Burnett describes Stanley's record as "a very intimate look at Ralph" -- with the mountain music legend backed by Norman Blake on guitar and mandocello, Stuart Duncan on violin and banjo, Mike Compton on mandolin and Dennis Crouch on bass.

"It's funny, we were in a big studio room and they went over in one corner of the room in the back and started tuning and playing and we ended up doing the whole album in one tiny corner of this larger room because that's where they were comfortable," Burnett said. "It's basically a string quartet with Ralph singing, very close and intimate."

Burnett laments that bluegrass "has been marginalized for so long. There's a lot of unfortunate things that have happened like the Dueling Banjos and 'Hee Haw,' 'The Beverly Hillbillies,' which was my favorite TV show but it didn't do a lot of good for this kind of music, it stereotyped it."


If Texans need another reason to party, "Brewed In Texas" -- the latest release from Compadre Records -- gives them one. With an assortment of Lone Star state-based singers lending their talents, "Brewed In Texas" combines country, rock, Americana, swing, Western and any type of music that might be considered "roots" for a sometimes rowdy, but always authentic, 20-song collection.

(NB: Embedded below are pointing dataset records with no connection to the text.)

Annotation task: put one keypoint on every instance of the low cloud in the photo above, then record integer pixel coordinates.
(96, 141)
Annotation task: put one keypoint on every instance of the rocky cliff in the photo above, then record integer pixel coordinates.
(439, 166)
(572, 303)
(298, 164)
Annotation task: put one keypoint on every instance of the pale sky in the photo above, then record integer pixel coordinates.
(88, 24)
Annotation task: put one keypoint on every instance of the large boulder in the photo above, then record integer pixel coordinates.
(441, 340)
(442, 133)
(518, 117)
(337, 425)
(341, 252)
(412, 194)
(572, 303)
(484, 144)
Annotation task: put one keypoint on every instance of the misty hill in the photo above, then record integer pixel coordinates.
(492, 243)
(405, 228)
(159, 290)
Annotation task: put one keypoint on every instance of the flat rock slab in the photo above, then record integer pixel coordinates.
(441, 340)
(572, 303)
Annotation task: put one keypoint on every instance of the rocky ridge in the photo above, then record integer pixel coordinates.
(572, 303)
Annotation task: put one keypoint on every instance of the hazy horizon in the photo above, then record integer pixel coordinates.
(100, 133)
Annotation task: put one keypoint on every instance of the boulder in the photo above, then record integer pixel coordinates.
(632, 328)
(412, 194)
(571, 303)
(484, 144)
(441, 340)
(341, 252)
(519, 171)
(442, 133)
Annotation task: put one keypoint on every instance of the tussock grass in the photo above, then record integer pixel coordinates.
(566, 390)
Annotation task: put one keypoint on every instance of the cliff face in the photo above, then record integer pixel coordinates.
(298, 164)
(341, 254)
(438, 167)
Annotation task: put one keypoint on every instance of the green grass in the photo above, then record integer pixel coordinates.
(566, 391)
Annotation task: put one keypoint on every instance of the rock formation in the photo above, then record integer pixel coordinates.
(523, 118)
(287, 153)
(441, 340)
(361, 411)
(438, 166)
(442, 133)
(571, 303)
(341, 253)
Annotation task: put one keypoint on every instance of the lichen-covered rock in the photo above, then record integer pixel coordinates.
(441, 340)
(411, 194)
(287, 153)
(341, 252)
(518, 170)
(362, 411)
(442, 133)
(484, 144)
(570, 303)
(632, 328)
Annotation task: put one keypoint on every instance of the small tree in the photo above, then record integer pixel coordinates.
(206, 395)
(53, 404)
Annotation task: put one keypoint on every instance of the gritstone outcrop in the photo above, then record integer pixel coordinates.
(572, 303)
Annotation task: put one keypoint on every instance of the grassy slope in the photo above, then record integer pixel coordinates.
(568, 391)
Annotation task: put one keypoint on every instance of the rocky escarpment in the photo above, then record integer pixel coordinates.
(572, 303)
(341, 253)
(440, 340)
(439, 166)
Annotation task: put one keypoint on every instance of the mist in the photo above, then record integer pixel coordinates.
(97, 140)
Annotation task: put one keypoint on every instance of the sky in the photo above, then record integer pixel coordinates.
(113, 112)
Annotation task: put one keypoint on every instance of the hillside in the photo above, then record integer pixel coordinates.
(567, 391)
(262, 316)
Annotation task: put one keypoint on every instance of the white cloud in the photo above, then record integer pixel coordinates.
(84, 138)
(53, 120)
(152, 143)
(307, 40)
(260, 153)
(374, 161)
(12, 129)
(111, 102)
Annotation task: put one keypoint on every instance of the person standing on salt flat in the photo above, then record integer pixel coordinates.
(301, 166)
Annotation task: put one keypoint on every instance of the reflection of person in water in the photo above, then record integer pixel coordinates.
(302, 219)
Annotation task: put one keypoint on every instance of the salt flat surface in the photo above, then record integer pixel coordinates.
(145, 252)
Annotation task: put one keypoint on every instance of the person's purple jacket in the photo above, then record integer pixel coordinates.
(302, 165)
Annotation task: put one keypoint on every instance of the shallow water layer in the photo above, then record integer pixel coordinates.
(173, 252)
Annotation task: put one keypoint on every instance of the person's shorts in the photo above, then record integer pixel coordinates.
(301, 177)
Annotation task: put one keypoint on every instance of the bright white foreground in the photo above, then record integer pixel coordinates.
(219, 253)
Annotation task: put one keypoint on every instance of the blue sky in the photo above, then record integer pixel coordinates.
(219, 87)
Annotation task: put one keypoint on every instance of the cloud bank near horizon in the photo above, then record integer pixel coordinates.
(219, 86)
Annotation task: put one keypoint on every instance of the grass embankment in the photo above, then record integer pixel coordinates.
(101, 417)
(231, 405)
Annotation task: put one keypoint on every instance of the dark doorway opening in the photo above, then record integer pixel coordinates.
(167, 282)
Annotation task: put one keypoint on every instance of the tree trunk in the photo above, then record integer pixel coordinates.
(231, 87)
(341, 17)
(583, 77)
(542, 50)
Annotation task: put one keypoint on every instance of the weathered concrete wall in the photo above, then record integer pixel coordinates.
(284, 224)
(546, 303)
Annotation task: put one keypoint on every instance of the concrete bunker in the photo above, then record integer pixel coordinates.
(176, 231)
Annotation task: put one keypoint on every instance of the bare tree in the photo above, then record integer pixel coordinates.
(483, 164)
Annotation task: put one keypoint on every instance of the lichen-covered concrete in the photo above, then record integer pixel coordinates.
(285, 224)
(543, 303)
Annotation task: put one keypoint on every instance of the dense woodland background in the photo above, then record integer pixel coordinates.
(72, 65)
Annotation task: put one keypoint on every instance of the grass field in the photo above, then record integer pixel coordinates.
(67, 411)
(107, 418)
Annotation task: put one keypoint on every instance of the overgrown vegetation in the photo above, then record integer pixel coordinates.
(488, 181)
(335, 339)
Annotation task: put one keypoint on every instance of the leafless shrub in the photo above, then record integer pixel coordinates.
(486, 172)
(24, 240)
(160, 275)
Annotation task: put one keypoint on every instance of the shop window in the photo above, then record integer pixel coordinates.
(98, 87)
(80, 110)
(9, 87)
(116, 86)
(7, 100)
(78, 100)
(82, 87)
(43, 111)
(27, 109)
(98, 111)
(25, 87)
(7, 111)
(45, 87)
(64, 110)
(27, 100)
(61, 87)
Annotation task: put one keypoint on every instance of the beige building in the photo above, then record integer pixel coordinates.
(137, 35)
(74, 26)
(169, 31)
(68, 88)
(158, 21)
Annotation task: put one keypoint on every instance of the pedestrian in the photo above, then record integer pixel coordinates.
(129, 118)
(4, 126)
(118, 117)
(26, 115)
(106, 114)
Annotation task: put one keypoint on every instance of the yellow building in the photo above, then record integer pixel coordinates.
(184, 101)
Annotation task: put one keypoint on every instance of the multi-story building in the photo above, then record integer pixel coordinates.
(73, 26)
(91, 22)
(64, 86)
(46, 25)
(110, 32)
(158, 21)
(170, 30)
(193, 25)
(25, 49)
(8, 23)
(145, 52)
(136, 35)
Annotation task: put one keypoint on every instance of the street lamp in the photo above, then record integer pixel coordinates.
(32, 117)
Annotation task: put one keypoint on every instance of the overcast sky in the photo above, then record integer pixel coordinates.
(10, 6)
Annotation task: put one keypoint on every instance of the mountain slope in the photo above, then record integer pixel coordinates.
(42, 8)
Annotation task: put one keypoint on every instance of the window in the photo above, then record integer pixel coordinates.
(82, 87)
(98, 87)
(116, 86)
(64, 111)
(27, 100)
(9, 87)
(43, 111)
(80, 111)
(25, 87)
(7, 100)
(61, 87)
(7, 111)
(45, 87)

"Texas music is not state-specific," said Brad Turquotte, president of Compadre Records and executive producer of "Brewed In Texas." "I consider it more of a genre."

"Brewed In Texas" features a who's who of Texas artists, including nationally known musicians, such as Jerry Jeff Walker and Todd Snider, as well as regional celebrities, such as Wayne Hancock, Beaver Nelson and Cross Canadian Ragweed.

In a nod to the growing popularity of the genre, a new Texas music chart has been established. Featured in the "Best of Texas" magazine, the Web site recognizes those songs receiving the most airplay on the 85 reporting stations in the tri-state (Texas, Oklahoma, Louisiana) area each week.

The chart gives the artists the opportunity to compete with the likes of Lyle Lovett, Hank Williams Jr., and Willie Nelson, who sits at the top of this week's chart. Cory Morrow and Cooder Graw -- who are featured on "Brewed In Texas" -- are in the Top 10 of the chart this week. "One Bud Wiser" by John Rich, the first cut on the Compadre project, is at No. 10 on the Texas chart.